There is still much to be done, however, before immigrants can enjoy the full benefits of a clear path to U.S. citizenship, and many individuals will strive tirelessly in social, political, and legal arenas in order to achieve the necessary reforms. It takes a special kind of person to advocate for justice-a person who is willing to champion equal rights at the expense of certain privileges and exclusive beliefs held by many individuals and groups in our country. Now, more than ever, the individuals who desire to make a measurable difference in the area of immigration reform must be well educated, highly motivated, and have a hands-on understanding of the issues and policies in the U.S. and around the world.
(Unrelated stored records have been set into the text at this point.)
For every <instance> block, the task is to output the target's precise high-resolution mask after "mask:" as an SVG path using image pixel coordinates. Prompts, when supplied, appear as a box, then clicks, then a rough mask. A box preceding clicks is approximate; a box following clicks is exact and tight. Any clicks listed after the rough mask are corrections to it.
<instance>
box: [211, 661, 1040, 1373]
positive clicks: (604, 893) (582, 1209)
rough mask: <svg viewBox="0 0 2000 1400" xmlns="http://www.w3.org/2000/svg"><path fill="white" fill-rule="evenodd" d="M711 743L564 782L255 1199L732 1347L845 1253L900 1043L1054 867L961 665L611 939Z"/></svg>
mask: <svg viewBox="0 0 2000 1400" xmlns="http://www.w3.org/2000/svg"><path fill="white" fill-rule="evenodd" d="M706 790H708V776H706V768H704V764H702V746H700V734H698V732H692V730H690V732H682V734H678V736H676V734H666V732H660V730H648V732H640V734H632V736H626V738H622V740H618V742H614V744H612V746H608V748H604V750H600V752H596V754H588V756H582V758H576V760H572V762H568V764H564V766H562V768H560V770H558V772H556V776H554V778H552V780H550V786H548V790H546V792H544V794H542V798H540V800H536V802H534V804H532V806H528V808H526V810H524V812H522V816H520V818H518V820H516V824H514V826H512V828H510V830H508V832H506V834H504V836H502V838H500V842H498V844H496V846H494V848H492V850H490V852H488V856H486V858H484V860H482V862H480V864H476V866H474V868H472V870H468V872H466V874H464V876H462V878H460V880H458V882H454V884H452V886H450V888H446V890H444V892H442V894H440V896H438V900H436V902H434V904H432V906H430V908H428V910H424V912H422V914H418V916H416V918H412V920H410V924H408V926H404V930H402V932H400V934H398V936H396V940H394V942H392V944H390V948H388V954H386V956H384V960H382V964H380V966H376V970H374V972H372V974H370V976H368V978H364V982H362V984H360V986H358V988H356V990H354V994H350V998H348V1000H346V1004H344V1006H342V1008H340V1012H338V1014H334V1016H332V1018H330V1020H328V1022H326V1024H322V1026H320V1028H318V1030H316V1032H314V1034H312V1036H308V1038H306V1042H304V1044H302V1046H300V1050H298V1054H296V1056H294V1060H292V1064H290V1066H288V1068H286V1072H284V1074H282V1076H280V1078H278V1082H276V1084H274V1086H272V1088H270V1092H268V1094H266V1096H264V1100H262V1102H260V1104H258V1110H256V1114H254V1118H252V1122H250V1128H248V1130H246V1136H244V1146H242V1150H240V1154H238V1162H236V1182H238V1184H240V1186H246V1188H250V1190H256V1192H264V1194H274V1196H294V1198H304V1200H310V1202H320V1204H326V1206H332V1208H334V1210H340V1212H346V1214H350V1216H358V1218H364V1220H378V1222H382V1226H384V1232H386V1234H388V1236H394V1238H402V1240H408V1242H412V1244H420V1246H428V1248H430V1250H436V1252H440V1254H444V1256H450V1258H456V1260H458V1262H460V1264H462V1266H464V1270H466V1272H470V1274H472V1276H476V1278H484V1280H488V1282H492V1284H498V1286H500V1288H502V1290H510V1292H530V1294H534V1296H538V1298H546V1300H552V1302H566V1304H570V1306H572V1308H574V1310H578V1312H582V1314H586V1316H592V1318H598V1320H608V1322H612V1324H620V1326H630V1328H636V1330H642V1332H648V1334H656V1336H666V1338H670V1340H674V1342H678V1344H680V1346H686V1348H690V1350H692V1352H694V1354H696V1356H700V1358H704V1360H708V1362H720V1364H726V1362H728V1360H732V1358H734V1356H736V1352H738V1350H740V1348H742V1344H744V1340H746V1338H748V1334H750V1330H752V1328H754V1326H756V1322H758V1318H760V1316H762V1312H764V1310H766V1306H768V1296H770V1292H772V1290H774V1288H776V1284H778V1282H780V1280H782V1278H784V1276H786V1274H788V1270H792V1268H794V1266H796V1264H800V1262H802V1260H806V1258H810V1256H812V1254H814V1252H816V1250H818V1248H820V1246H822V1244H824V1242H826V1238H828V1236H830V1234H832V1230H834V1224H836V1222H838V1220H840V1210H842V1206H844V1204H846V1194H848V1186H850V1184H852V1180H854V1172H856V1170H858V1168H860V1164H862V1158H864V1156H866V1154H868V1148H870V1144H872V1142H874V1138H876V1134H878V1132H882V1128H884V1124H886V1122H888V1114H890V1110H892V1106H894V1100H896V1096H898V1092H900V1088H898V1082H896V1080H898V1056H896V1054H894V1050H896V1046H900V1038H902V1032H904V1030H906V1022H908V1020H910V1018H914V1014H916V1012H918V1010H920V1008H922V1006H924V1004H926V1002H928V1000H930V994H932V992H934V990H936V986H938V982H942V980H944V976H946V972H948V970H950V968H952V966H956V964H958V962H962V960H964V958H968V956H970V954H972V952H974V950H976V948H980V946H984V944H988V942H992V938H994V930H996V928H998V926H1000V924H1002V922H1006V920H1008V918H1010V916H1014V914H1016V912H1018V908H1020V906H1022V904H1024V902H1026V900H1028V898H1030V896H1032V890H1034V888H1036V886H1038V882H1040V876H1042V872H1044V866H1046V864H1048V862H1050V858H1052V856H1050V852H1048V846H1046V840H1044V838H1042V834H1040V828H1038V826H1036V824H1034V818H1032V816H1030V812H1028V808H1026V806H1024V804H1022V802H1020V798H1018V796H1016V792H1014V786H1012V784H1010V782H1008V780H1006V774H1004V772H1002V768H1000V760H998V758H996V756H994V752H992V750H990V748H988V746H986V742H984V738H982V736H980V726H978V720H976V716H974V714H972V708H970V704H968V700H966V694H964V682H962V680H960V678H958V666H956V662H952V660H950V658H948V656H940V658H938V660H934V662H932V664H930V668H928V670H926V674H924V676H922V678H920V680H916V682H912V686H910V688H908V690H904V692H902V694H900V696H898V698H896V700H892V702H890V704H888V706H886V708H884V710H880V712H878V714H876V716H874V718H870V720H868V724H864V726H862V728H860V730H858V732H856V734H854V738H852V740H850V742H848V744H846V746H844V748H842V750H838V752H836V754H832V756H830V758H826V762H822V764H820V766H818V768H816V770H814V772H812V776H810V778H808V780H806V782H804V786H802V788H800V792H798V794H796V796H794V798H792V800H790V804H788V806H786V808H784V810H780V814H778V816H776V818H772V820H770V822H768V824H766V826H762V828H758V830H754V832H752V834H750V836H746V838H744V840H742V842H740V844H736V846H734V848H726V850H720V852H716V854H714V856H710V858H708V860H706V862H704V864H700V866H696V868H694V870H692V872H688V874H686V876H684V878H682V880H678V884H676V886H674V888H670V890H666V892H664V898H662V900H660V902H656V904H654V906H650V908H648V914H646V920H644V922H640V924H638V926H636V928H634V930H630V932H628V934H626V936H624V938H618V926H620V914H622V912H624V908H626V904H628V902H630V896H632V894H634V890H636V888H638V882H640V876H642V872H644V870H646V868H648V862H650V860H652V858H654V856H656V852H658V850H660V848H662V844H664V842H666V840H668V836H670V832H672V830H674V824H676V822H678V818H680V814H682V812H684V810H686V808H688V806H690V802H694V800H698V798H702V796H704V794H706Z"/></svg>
The DREAM Act scholarship is designed to support individuals who are interested in making a difference in the lives of immigrants and other non-native individuals living in the United States. By furthering the educational goals of these unique members of our nation, our firm looks to invest in a richer, more inclusive future for our country and those who seek to join it.
Our firm is proud to offer this $500 scholarship to students pursuing any level of post-secondary education who submit materials in accordance with the following guidelines.
A) The DREAM Act Scholarship is open to any student enrolled in a community college, private or public undergraduate college or university, graduate program, business school, or law school in the United States.
B) All candidates who apply for this scholarship must be in good academic standing and possess a minimum cumulative GPA of 3.0 or higher.
A) The scholarship candidate must submit a 700-word essay or statement that considers current immigration conditions and reforms in the United States and offers at least two concrete ways that these conditions might be improved.
B) The scholarship candidate must submit a professional resumé listing past academic, professional, and volunteer experiences.
C) The scholarship candidate must submit a current official transcript from his or her school. First-year college students, graduate students, or individuals who have recently transferred between schools may submit an unofficial transcript from their current institution, as well as their most recent official transcript from a prior school.